Don't break the trade
On the Great Depression, wind energy, and the fragile value that keeps one-quarter of the world's economy on top
Lots of things have made the United States wealthy. Some have resulted from good luck, but many (if not most) have been the results of policy choices. We have 4% of the world’s population and 25% of its economic activity.
■ One of the key factors in America’s vast wealth is that we act like an enormous free-trade zone. Each state is free to take on its own character, and we are free to trade across borders without undue burdens.
■ Iowa produces massive amounts of pork, insurance, and wind energy. California makes movies, vegetables, and Internet services. South Carolina delivers textiles, peaches, and cars.
■ The nature of our economy assumes that everyone is able to conduct themselves freely -- not just economically, but in general. There’s the Equal Protection Clause of the 14th Amendment to see to that. Commercial success depends quite fundamentally on that freedom: Our ability to travel for work, to buy and sell goods and services across state lines, and to move to where opportunities are found all depend on a basic assumption that we are free to go about our business without being harassed -- and so are our neighbors in other states.

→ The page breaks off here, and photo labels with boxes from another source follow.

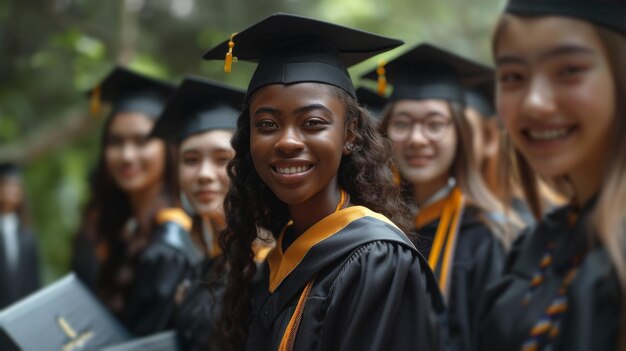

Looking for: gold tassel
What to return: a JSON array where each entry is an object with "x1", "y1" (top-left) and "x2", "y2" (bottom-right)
[
  {"x1": 224, "y1": 33, "x2": 237, "y2": 73},
  {"x1": 376, "y1": 60, "x2": 387, "y2": 96},
  {"x1": 89, "y1": 85, "x2": 101, "y2": 116}
]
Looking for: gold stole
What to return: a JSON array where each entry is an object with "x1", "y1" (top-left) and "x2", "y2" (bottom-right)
[{"x1": 415, "y1": 186, "x2": 465, "y2": 300}]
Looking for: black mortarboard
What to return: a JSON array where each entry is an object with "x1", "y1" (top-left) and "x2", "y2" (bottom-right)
[
  {"x1": 356, "y1": 87, "x2": 387, "y2": 120},
  {"x1": 204, "y1": 13, "x2": 402, "y2": 97},
  {"x1": 152, "y1": 77, "x2": 245, "y2": 141},
  {"x1": 89, "y1": 67, "x2": 174, "y2": 118},
  {"x1": 0, "y1": 162, "x2": 22, "y2": 178},
  {"x1": 465, "y1": 80, "x2": 496, "y2": 118},
  {"x1": 505, "y1": 0, "x2": 626, "y2": 34},
  {"x1": 363, "y1": 44, "x2": 490, "y2": 104}
]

■ Chip away at that armor, even just a little bit, and you risk breaking everything. That would impoverish everybody -- perhaps not quite overnight, but more likely in a cascading downward spiral. Antagonism spreads like a cancer. History warns us: A collapse in global trade accelerated and severely worsened the Great Depression, leaving the whole world much poorer.
■ The US economy today is many, many times bigger than the entire global economy leading up to the Great Depression. This means we’re capable of equally self-destructive behavior as what led to that depression, even if we’re only making policy choices that seem to be only for ourselves. The economic system is quite robust, but trust is extremely fragile. And if trust is broken in ways that crack the smooth operation of our gargantuan free-trade zone, that could sink the ship.